# Dutton Vocalion SACDs



## bigshot (Nov 22, 2011)

I just wanted to note the problems I've had with every single SACD I've gotten from Dutton / Vocalion... Mancini, Floyd Cramer, Stokowski, Hugo Montenegro... I think this label is mastering their multichannel music improperly.

I just got the Stokowski Bach Transcriptions / Wagner Brunnhilde's Immolation. It's derived from a quad master, but when I play it the light for 5.1 lights up. The response is very band limited. There is almost nothing below 80Hz. I had bass management turned on and I tried boosting the level of my sub to +16dB. With any other music, that would make the bass explode rattling the walls, but I could barely hear any difference with this SACD. The kettle drums were all top end rattle, no sub bass and the same was true of the string basses. At the end when the Rhine overflows its banks there is an extended triangle trill. It sounded like a bell, not a triangle- as if there was nothing above about 10 or 12kHz. The violins were mushy and lacked definition too. Normally, I would blame it on the recording, but I have the Decca Stokowski CD box set and on there the bass is full and the treble is crisp.

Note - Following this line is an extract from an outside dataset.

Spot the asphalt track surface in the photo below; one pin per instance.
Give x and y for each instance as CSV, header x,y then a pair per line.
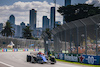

There also seems to be some rechannelling going on. Even though this is a quad recording, there's sound coming out of the center channel, and sometimes there are odd balances where something that should be front left or front right gets smeared to the rear channel along the side wall. Very unnatural sounding when it's strings in the Stokowski or piano in the Mancini. When this happens there is a weird phasey distortion that sounds like one of those fake stereo boxes from the 70s. I've never heard the quad versions of these albums, so I don't know how the parts are laid out in the four channels, but I have the stereo CDs of the Stokowski and Mancini albums and the CDs sound a LOT better than the SACDs.

I encountered these same exact same problems on every other Dutton Vocalion disk I've gotten. It sounds nice and clean in the middle frequencies, but there are steep rolloffs on the top and bottom, as if I was playing them on bookshelf speakers, not full range speakers with a subwoofer. I thought it might be just the Mancini and Cramer albums since they were among the first SACDs Dutton Vocalion produced, but now more than a year later, I just got two new releases and they have the same problems. Perhaps they might sound OK on headphones or on little bookshelf speakers, but on a good system it sounds really bad.

Just letting everyone know. if you see stuff you like on the Dutton label, try one and see what you think before you go ordering a bunch from England. Caveat emptor.


----------



## Bulldog (Nov 21, 2013)

I've been pleased with the Dutton discs I have acquired; they were all newly recorded - Taneyev and a group of British composers from the early 20th century.


----------



## bigshot (Nov 22, 2011)

Maybe it's just the reissues that have the problem. Do you have a subwoofer? If so could you do me a favor and boost the level of the sub up and see if the bass changes? With all of my SACDs, there's no sub bass at all. Everything is chopped off below 80Hz

I probably wouldn't notice this if I didn't have full range speakers, but what's the point of putting something on an SACD and then not even having a response that covers the range of human hearing?


----------



## Bulldog (Nov 21, 2013)

I've got speakers that sound good to me; that's about it.


----------



## bigshot (Nov 22, 2011)

I'm trying to determine if there is an LFE channel on the disc. There is one on all of my discs, but it's empty and the mains are rolled off at 80Hz, presumably because they intended to include an LFE channel.


----------



## bigshot (Nov 22, 2011)

I went back and thoroughly checked the Stokowski Bach Transcriptions. It's four channel quad with no LFE track. There is very little there below 80Hz. It messes up the transcription of the organ pedals. I also noted that little fills have been added to the rear channels as overdubs. There is a flute solo in Komm Susser Tod that isn't on the CD release. I guess they punched in and spiced up the stuff for surround. It definitely doesn't sound as good as the CD though.

I did find one Dutton SACD in the batch I bought that has first class sound and a great quad mix. But it's TV show theme songs from the 70s by Ray Davies, it isn't classical. I'm going to be very cautious if I buy from Dutton in the future. Five duds and one good one isn't very good odds.


----------